With such a brief repertoire, Baker may need to govern a tendency he had in Leeds to devise wacky menus. Even now, a starter of "hand-dived scallop custard with roasted Whitby crab juices" may not be quite what the cautious people of York are expecting. Nor indeed the scallops.

On the other hand, stew (of red deer) and dumplings looks a good idea and there seems to be no shortage of takers for his lunchtime and early evening grazing menu. We called on a Saturday as queues outside Pizza Hut were reaching Hull.

Deluded souls. Around the corner on Fossgate, Baker's menu was offering, for £4, spring carrot salad, curried almonds and coriander, Baker's BLT; or handmade black pudding and Scotch egg. Six pounds would have bought them pressed ham hock with pease pudding or spiced Whitby crab on toast, or cod in beer batter, or mussel and potato hot pot. A fiver would have brought dill-cured salmon with avocado and, for 50p less, a salad of duck livers, drunken orange and hazelnuts.

Any one would be a bargain at the price, and they are not tiny tapas portions. Put them in the hands of a creative talent like Baker and the results can be spectacular. My advice to those with skates is to have them oiled and head to this elegant diner while you can still get in.

It certainly succeeds in its aim to be a broad church. The oldest luncher there was about 109 and the youngest four months, because its mother told the goo-gooing, coochy-cooing waiter (male, not English, obviously) so. We were a mixed crowd and the place buzzed nicely because of it. To promote social harmony, there's even a piano in the bar upstairs. Sadly, it's out of tune.

The grazing menu contains 10 savoury items and the waitress looked vaguely alarmed when we ordered five, plus side orders of hand-cut chips and fine beans with cured bacon and shallots. Perhaps she feared for our cholesterol.

It was admittedly a pig out, literally in the case of the pressed ham hock, a glorious terrine made all the more beguiling by the presence of foie gras. Who puts foie gras in a £6 terrine? Correct; J Baker. Old habits die hard and it's to be hoped this entertaining contrast of utility and luxury continues to inform his menus.

In fact, small surprises are sprung at every turn. Shredded, lightly spiced Whitby crab, a shock of marine freshness, sits on a brioche, its tang finding a counterpoint in the vanilla tones of the bread. There is further sweetness in the filaments of candied fennel, another bright idea.

Dill-cured salmon, cut in thick strips, arrives with avocado ice cream, sleek, seductive and bracing. The knockout element in the duck liver salad turns out to be the scattering
of hazelnuts. Rarely was so much owed to so few.

Most of the plates arrive with mixed herbs – sage is a favourite – or interesting cress as structural components.
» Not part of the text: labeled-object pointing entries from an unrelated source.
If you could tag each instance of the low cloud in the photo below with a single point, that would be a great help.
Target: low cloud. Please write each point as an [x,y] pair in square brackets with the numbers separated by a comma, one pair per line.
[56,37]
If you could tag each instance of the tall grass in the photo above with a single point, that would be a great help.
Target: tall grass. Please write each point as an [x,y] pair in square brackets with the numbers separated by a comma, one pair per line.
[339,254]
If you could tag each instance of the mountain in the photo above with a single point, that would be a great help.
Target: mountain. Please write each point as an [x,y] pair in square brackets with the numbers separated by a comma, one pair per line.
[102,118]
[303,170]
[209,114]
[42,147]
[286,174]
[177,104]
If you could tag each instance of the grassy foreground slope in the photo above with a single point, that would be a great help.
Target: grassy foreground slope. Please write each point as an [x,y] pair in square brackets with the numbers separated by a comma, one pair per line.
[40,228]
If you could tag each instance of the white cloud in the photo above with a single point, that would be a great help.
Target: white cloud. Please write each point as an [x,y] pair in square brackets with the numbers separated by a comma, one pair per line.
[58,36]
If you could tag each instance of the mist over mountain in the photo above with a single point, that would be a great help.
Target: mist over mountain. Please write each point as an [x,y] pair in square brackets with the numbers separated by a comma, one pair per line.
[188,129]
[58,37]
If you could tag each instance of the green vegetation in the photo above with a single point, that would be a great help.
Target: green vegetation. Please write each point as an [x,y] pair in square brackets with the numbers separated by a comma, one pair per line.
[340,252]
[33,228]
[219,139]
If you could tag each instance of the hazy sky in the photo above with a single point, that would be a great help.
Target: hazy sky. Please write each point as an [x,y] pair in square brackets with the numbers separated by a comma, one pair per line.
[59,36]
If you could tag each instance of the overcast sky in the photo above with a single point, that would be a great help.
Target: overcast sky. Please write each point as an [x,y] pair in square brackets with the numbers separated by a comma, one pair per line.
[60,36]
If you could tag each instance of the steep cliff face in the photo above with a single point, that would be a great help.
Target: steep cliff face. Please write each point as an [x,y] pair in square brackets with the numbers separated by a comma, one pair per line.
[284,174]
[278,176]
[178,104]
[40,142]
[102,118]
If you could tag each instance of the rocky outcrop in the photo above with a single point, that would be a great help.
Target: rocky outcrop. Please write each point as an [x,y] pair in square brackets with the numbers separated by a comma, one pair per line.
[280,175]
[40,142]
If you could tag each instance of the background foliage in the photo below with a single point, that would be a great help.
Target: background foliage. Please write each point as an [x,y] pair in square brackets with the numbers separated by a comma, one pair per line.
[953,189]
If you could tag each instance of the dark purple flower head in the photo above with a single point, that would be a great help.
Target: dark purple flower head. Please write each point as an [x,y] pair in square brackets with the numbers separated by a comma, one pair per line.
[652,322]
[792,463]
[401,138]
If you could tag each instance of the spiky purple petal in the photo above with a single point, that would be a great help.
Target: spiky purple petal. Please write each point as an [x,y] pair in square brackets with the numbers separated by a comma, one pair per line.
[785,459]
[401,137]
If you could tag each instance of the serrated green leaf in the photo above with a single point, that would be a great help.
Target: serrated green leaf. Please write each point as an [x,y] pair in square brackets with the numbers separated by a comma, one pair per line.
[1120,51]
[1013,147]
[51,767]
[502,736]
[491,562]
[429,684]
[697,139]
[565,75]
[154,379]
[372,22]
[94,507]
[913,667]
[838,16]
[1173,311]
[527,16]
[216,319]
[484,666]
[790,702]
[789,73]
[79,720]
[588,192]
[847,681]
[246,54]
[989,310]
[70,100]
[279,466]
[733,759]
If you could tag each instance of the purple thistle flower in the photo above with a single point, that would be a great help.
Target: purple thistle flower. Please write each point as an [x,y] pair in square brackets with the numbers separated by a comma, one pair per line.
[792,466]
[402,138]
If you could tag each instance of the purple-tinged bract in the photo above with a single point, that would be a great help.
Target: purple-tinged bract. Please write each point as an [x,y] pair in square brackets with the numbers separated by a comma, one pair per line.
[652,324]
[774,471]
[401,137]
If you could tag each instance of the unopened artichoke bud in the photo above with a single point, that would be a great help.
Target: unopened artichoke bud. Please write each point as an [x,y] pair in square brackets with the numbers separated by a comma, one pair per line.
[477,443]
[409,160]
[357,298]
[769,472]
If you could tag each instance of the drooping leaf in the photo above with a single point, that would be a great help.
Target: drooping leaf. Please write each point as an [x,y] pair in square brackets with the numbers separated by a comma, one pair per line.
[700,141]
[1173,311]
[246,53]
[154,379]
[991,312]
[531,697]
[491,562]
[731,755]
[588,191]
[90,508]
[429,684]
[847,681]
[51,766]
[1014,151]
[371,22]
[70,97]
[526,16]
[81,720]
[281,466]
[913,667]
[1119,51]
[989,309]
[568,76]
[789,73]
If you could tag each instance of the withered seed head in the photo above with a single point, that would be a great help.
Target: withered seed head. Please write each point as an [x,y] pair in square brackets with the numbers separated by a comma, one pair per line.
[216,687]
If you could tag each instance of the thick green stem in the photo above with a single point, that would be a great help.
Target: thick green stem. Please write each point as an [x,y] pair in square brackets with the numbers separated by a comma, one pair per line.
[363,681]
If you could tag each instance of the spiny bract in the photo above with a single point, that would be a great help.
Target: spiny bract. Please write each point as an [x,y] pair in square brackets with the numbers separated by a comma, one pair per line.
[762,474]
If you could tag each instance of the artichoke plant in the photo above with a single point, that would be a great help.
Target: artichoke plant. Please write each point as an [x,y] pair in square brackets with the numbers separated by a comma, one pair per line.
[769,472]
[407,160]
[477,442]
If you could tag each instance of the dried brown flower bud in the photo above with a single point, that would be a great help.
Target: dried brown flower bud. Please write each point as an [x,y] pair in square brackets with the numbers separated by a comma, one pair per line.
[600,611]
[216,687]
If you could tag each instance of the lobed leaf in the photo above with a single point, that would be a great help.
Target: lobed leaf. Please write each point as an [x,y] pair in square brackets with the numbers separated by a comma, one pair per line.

Herbs even have a walk-on part in the Whitby cod in beer batter where the story is of translucent fish and almost translucent batter. Add the bespoke French fries and here is York's poshest fish and chips.

At L'Atelier de Joel Robuchon in Paris, dispiritingly, now one of a fast-expanding chain, you will find a similar procession of small dishes served with theatrical ceremony by waiters in black.
In York, the service is friendly, swift, without ritual and prices are infinitely more friendly.
And, for all his magic with mash, Robuchon can't make a rhubarb fool to rival Baker's.

This is a masterly construct where a rhubarb-infused cream sits above a purée of the fruit which has been sweetened to leave a touch of astringency. Simple, fantastic.

This is fast food raised to a new plane. By coincidence, there's a Macdonald's a few doors away. It's a furniture shop. They all should be.